Thank you, Mr. Chairman. I will be brief.
That overview was helpful, Mr. Edwards, but I just can't get past this point that on some things you make a judgment call that the minister should be made aware of. If your minister were standing in the House of Commons being battered with questions demanding to know the state of detainees in Afghanistan, surely the deputy minister or somebody underneath you would say they'd better make the minister aware of this; he's getting the crap kicked out of him day after day in question period.
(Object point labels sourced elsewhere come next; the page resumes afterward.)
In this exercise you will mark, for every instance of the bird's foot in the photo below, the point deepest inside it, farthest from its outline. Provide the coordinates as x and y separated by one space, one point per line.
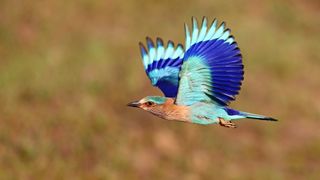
227 124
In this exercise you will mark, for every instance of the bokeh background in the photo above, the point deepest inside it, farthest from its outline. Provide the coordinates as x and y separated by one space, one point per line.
68 69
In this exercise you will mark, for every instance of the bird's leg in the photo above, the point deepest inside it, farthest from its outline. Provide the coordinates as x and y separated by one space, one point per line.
227 124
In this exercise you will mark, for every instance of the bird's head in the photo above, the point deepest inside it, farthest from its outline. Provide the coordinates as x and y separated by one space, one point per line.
153 104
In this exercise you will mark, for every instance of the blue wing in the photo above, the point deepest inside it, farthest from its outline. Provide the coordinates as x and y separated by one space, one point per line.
162 65
212 70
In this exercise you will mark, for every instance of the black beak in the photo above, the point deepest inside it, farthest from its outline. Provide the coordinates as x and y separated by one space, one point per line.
134 104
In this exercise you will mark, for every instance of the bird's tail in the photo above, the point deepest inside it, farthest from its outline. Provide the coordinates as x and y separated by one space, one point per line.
257 116
239 114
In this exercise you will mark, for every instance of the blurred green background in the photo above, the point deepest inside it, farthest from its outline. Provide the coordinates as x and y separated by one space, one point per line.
68 68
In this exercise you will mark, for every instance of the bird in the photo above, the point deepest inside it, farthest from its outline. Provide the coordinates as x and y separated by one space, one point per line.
199 80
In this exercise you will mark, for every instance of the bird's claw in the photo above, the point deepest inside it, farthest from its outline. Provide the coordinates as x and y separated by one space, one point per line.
227 124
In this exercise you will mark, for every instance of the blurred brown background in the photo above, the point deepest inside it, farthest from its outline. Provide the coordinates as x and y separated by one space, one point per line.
68 68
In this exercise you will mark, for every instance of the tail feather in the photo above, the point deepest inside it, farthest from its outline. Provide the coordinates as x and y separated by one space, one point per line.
241 114
258 117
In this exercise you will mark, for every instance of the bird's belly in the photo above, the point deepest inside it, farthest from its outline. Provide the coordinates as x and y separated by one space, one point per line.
203 113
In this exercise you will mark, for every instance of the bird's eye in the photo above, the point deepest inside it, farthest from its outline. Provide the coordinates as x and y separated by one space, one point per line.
149 103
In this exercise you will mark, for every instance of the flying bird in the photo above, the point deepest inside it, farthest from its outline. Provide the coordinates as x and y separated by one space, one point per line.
198 81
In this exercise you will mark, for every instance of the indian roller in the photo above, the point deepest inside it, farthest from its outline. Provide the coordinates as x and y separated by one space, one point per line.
198 81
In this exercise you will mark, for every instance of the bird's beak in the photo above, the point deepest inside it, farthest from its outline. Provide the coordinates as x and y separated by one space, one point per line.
134 104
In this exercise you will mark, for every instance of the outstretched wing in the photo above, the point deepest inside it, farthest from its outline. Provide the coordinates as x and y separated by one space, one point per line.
212 70
162 65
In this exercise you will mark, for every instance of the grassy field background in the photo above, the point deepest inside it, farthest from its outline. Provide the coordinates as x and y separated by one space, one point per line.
68 68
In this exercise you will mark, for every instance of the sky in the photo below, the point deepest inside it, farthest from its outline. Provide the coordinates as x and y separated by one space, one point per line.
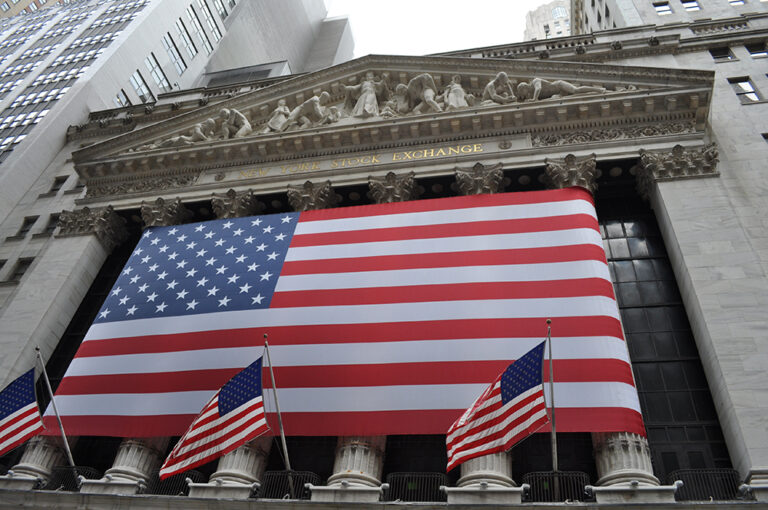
421 27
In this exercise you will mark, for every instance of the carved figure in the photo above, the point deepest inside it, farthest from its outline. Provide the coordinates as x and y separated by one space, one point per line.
421 94
544 89
233 124
363 100
454 97
278 118
499 90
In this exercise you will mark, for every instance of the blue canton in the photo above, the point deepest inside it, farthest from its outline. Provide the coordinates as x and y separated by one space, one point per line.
523 374
20 393
244 386
204 267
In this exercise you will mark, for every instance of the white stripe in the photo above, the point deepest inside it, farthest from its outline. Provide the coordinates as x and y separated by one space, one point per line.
446 275
447 244
361 314
333 399
472 349
469 214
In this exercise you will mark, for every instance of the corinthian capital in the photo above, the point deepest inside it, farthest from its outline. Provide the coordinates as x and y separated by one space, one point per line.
479 179
311 196
233 204
573 171
162 213
393 188
103 222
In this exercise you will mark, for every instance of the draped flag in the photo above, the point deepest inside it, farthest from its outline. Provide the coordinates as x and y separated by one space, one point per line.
382 319
509 410
234 416
19 415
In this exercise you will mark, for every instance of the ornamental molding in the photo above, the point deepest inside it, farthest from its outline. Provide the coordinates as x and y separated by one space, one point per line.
675 164
104 223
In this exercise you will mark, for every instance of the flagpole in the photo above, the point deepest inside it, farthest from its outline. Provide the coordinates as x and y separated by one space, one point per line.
279 416
56 412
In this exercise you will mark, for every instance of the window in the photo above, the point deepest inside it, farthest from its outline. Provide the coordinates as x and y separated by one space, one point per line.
173 53
662 8
140 86
721 54
757 50
186 40
690 5
744 89
157 73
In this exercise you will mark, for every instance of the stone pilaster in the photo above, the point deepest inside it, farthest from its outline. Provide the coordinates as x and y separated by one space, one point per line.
234 204
310 196
163 212
136 461
479 179
104 223
572 171
40 456
393 188
678 163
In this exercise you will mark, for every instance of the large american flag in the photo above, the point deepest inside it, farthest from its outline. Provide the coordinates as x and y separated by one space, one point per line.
383 319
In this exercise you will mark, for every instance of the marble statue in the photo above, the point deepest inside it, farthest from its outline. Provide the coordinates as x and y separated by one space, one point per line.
455 97
499 90
362 100
543 89
233 124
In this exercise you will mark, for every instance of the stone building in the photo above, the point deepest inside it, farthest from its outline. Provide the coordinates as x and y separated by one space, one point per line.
665 125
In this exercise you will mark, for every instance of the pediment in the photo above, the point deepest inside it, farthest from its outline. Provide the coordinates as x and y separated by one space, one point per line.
410 100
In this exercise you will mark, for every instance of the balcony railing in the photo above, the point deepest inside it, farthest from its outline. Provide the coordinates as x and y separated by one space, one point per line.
415 487
555 487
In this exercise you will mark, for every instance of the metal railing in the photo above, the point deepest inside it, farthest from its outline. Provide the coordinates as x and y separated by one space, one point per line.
277 484
555 487
63 478
706 484
416 487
Let me summarize what we think went wrong here. When the original requests were made, your office tried its best to deny the existence. Mr. Esau went back. When you say the question was a little too global, too vague, let me tell you, Mr. Esau went back and said, and this is a quote from his e-mail:
If the records do exist but I failed to use the precise title of the reports, please let me know. I'm hearing from other sources that DFAIT does in fact produce human rights reports and I just want to confirm DFAIT's position on this, that human rights reports DO NOT exist and that my request was not interpreted with undue narrowness...
In other words, he did his best to negotiate with the ATIP officer to say that if he didn't use quite the right language, could he please be helped to phrase it in a way that he might use the right language. That was pretty serious. She got back and said she'd do some digging and get back to him. But then she said they felt they'd answered the letter of request.
So he got jerked around two or even three times by not using the magic words. This is where we used the Rumpelstiltskin reference. What does it take, some magic word before the information starts to flow? It's not supposed to be like that. The chairman read Treasury Board guidelines that they're supposed to err on the side of the applicant, not on the side of a minister who's trying to preserve himself from being embarrassed.
Then, when you had to admit these reports do exist, they started to get censored like crazy, in a way they were never censored before. This is what really concerns me.
The only question I have is a specific one. Who directed the censorship of the 2005 report, which was released in 2006, and the 2006 report, which was released in 2007? Who directed the blacking out of all reference to torture in those two documents?